A grandi linee, vediamo a cosa va incontro chi fa del male a un animale.

In generale, vale la regola che si tutela per il sentimento verso gli animali, cioè la sensibilità degli esseri umani nei confronti degli animali.

Secondo il Codice Penale, l’uccisione di un animale è un reato previsto dall’art. 544-bis ai sensi del quale: «Chiunque, per crudeltà o senza necessità, cagiona la morte di un animale è punito con la reclusione da 4 mesi a 2 anni.  Le circostanze afferenti al caso di necessità contemplano tutti gli espletamenti dei bisogni fisiologici e spirituali. È quindi consentita l’uccisione a fini alimentari e rituali.»

Il motivo della norma va individuato nell’esigenza «di tutelare l’esistenza in vita di qualsiasi animale domestico, selvatico o addomesticato, ponendolo al riparo da atti di crudeltà o non necessari».

Secondo la Corte Suprema, «la crudeltà è di per sé caratterizzata dalla spinta di un motivo abietto o futile.

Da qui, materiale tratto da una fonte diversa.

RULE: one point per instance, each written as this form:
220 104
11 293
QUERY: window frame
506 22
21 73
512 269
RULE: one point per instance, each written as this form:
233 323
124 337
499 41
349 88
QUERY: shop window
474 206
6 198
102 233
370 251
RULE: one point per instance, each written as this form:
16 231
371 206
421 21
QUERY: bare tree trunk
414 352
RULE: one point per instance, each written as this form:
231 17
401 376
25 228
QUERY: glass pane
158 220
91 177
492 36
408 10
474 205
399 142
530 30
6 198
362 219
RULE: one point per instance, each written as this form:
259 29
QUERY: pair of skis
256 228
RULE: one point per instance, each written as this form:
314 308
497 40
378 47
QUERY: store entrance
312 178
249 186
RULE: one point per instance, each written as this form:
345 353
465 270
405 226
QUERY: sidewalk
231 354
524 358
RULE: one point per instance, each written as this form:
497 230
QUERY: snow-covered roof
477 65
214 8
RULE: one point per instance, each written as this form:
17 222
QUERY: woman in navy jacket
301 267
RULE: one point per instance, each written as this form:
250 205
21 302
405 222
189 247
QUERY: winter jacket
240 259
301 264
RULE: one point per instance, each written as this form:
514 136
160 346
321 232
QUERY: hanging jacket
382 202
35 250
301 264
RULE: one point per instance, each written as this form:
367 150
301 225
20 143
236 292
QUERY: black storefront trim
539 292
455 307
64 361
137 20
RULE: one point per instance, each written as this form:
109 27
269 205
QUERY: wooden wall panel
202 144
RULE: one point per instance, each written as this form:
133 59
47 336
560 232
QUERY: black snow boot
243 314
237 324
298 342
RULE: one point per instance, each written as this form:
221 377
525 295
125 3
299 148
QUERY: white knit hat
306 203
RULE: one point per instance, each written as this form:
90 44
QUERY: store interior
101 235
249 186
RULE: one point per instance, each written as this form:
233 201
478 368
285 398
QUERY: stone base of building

Rientrano nella fattispecie le condotte che si rivelino espressione di particolare compiacimento o di insensibilità».

Uccidere un animale per maltrattamento è un reato preterintenzionale con l’aggravante della morte dello stesso animale e si applica la regola di cui all’articolo 83, comma 1, del codice Penale.

Chi maltratta un animaletto può subire una sanzione pecuniaria che potrebbe andare dai 5.000 ai 30.000 euro ed è punito con la reclusione da 3 mesi a 18 mesi. La pena è aumentata della metà se dai fatti cui al primo comma deriva la morte dell’animale.

L’azione esecutiva che costituisce il reato può essere integrata da diverse fattispecie:

  • cagionare una lesione
  • sottoporre un animale a sevizie o comportamenti o fatiche o lavori insopportabili per le sue caratteristiche etologiche
  • somministrare ad un animale sostanze stupefacenti o vietate
  • sottoporre un animale a trattamenti che procurino un danno per la sua salute.

Ovviamente, non è reato sopprimere un animale. La legge italiana prevede l’eutanasia, ma le condizioni devono essere valutate dal veterinario.